Today’s news review looks at a Sutton Trust report about young people’s aspirations and proposals by Barnsley Council to change school term times.
The Sutton Trust report
The education charity The Sutton Trust has published a report which finds that Year 9 girls are more likely than boys of the same age to believe that going to university is important. The Believing in Better report, based on Oxford University research, shows that 65% of 13-14 year old girls thought it was very important to go to university, compared to 58% of boys in this age group.
A Government spokesperson said:
We want all pupils, regardless of their gender or background, to reach their full potential. Thanks to our reforms the attainment gap between disadvantaged pupils and their classmates has narrowed since 2011, and there are 1.4 million more children in good or outstanding schools since 2010.
Latest figures show we have the highest ever number of young people going to university. But we know there is more to do to widen participation in higher education. That’s why the Prime Minister has committed to doubling the proportion of young people from disadvantaged backgrounds entering higher education by the end of this Parliament, from 2009 levels.

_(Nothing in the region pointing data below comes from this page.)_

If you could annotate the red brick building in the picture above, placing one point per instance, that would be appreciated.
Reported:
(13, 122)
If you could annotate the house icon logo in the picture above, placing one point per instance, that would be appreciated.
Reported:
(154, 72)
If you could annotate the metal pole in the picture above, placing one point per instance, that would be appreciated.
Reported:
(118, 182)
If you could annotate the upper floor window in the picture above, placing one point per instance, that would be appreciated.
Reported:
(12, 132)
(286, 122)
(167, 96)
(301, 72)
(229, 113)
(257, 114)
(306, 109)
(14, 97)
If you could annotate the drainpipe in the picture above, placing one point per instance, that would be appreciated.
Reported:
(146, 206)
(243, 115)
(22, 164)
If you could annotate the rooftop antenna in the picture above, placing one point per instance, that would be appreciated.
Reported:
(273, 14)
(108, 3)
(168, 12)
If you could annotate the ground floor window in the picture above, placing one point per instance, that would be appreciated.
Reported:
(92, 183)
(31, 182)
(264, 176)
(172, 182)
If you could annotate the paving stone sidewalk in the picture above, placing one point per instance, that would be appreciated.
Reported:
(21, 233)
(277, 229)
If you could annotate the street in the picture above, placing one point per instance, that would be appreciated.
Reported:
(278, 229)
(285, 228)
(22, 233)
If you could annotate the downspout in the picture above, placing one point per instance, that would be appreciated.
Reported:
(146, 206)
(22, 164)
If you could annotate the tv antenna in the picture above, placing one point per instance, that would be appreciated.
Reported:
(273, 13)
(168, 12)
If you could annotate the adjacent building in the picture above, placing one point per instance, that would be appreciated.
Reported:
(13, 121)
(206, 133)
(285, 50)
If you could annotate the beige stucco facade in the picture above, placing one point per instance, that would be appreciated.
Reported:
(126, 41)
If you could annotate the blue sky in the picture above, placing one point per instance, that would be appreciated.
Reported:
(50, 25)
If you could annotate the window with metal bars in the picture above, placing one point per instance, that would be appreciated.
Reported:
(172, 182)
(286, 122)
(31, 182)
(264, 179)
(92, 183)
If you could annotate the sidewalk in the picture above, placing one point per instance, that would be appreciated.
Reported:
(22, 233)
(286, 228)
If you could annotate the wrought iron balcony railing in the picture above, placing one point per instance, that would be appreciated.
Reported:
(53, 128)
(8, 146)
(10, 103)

We have introduced a more rigorous curriculum so every child, regardless of their background, learns the basics they need such as English and maths so they can go on to fulfil their potential whether that’s into the world of work or continuing their studies, and encouraging more young people, particularly girls, to study STEM subjects.
Changing term dates
The Times and the Guardian report that Barnsley Council is consulting on shortening the summer break for the schools it is responsible for, and proposing to add an extra week of holiday in the autumn.
The head of Barnsley Council was interviewed on the Today programme on the issue, he said the decision was based on evidence, but he was prepared to listen to concerns.
Our position on freedom to change term dates is:
Academies, free schools and some faith schools have freedom over their term dates, and all local authorities have the power to vary term dates for the rest, including for individual schools. We encourage local authorities to listen sympathetically to arguments for changes to term dates.
We have put heads and teachers firmly back in charge of their classrooms – thanks to our reforms there are now almost 200,000 fewer pupils regularly missing school compared to 2010.